Erbaş, konuşmasında şunlara yer verdi:
"Tarihten gelen birlikte yaşama tecrübemizi, farklı ırklardan, dinlerden ve mezheplerden kim olursa olsun barış içinde insanların yaşaması noktasında mutlaka katkı sağlamalıyız. Çünkü dinimizin adının anlamı barıştır zaten. Bunun için olmazsa olmazlarımızdan en çok önem vermemiz gereken konulardan birisi eğitimdir. Din eğitimi, ahlak eğitimi, genel eğitim. Cehalet kötülüklerin anasıdır. O cehaleti ortadan kaldıracak şey de bilgidir, eğitimdir, ilimdir. Burada tabii Müslümanların, bilgiyi gençlere, çocuklara ulaştırmaları için en önemli vasıtalarımız okulların haricinde camilerimiz. Camilerimizi bu konuda çok iyi değerlendirmemiz gerekir."

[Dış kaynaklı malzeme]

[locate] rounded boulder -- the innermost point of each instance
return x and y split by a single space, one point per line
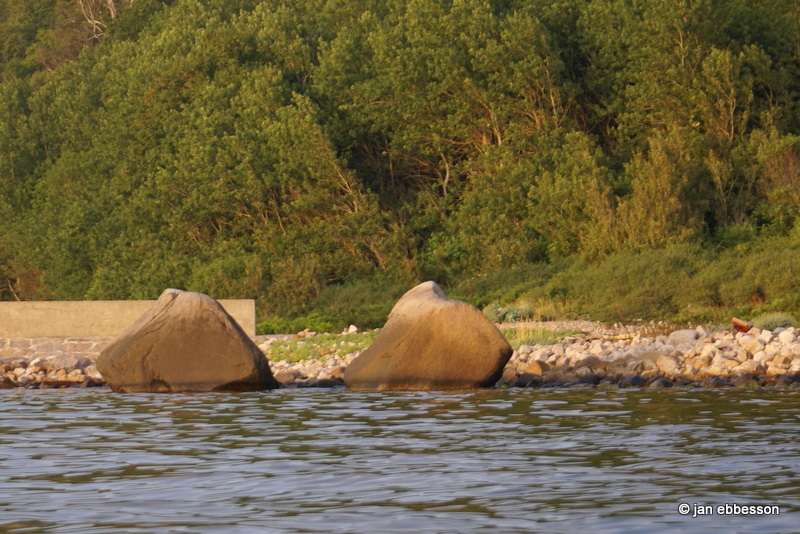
431 342
186 342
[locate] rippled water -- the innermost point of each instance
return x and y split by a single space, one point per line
529 460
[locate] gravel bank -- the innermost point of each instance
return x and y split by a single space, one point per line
601 355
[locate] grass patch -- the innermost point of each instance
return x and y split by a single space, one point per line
771 321
518 336
320 347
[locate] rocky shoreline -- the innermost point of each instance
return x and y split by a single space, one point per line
600 356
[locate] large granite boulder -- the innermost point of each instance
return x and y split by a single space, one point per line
431 342
186 342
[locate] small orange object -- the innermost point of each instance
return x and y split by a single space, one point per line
741 326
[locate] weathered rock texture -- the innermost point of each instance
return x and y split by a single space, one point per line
431 342
186 342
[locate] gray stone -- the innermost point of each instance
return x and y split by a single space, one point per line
751 344
185 342
431 342
683 337
68 362
660 383
633 381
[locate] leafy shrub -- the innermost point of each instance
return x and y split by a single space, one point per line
517 337
365 303
313 321
771 321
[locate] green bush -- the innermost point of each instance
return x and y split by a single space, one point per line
365 303
771 321
313 321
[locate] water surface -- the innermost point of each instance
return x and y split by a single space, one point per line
526 460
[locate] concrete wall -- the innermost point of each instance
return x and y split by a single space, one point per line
94 318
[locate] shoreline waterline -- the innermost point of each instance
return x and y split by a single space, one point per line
601 355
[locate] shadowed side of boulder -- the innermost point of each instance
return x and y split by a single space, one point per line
431 342
186 342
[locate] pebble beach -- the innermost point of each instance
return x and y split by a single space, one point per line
599 356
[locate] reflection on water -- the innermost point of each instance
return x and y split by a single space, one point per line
335 461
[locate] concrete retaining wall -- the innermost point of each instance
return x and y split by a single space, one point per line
94 318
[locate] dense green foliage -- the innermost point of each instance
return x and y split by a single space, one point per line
617 158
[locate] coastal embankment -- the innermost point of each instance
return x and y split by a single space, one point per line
596 355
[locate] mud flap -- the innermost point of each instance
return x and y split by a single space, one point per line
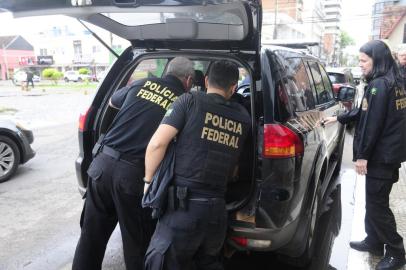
159 245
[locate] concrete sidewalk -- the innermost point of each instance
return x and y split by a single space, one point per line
362 260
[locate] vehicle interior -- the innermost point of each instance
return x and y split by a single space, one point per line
240 185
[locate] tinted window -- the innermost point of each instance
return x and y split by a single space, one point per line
148 68
336 77
327 84
322 94
298 86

İslamofobi ile mücadelede dini eğitiminin önemini vurgulayan Erbaş, gençlerin İslamofobi tezlerine katkı sağlayacak hal ve hareketlerden uzak tutulması gerektiğini söyledi.
İslam'ın benimsemediği ve İslamofobiyi destekleyen bir din anlayışının ortaya çıktığını ve birilerinin bunu manipüle ettiğine dikkati çeken Erbaş, bu durumun da İslam karşıtlığına neden olduğunu anlattı.
Erbaş, şunları kaydetti:
"Birileri o grupların eline silah verip terör örgütü haline dahi getirebiliyor. Dünyanın dengesini bu şekilde bozmak için gayret ediyorlar. Yanlış din algıları, DEAŞ, FETÖ, Boko Haram, Şebab gibi örgütlerin ortaya çıkmasına sebep oluyor ve onlar da gözlerini kırpmadan insan öldürecek derecede bir din algısı içine girmiş oluyorlar. Tabii şu anda bizi bekleyen ya da yaşadığımız en tehlikeli konulardan birisi Müslümanlar arasında mezhepçilik düşüncesini yaymak ve mezhepleri birbirine kışkırtmaktır. Buna bizler asla fırsat vermemeliyiz. Mezhepler haktır ama mezhepçilik doğru değildir. Müslümanlar birbiriyle uğraşırken bir taraftan yer altı ve yer üstü zenginliklerimiz gidiyor. Bir taraftan Kudüs 'İsrail'in başkenti' ilan ediliyor. Bir taraftan Mescid-i Aksa Müslümanlardan koparılmaya çalışılıyor. Bu konuda bizim hep uyanık olmamız lazım. Onun için ısrarla yorulmadan hakkı ve adaleti yaygınlaştırmaya çalışmamız gerekiyor."
Erbaş, konuşmasının ardından STK temsilcilerini dinledi. STK temsilcileri ise Türkiye'ye ve Cumhurbaşkanı Recep Tayyip Erdoğan'a Arakanlı Müslümanlara gösterdiği dayanışmadan dolayı teşekkür etti.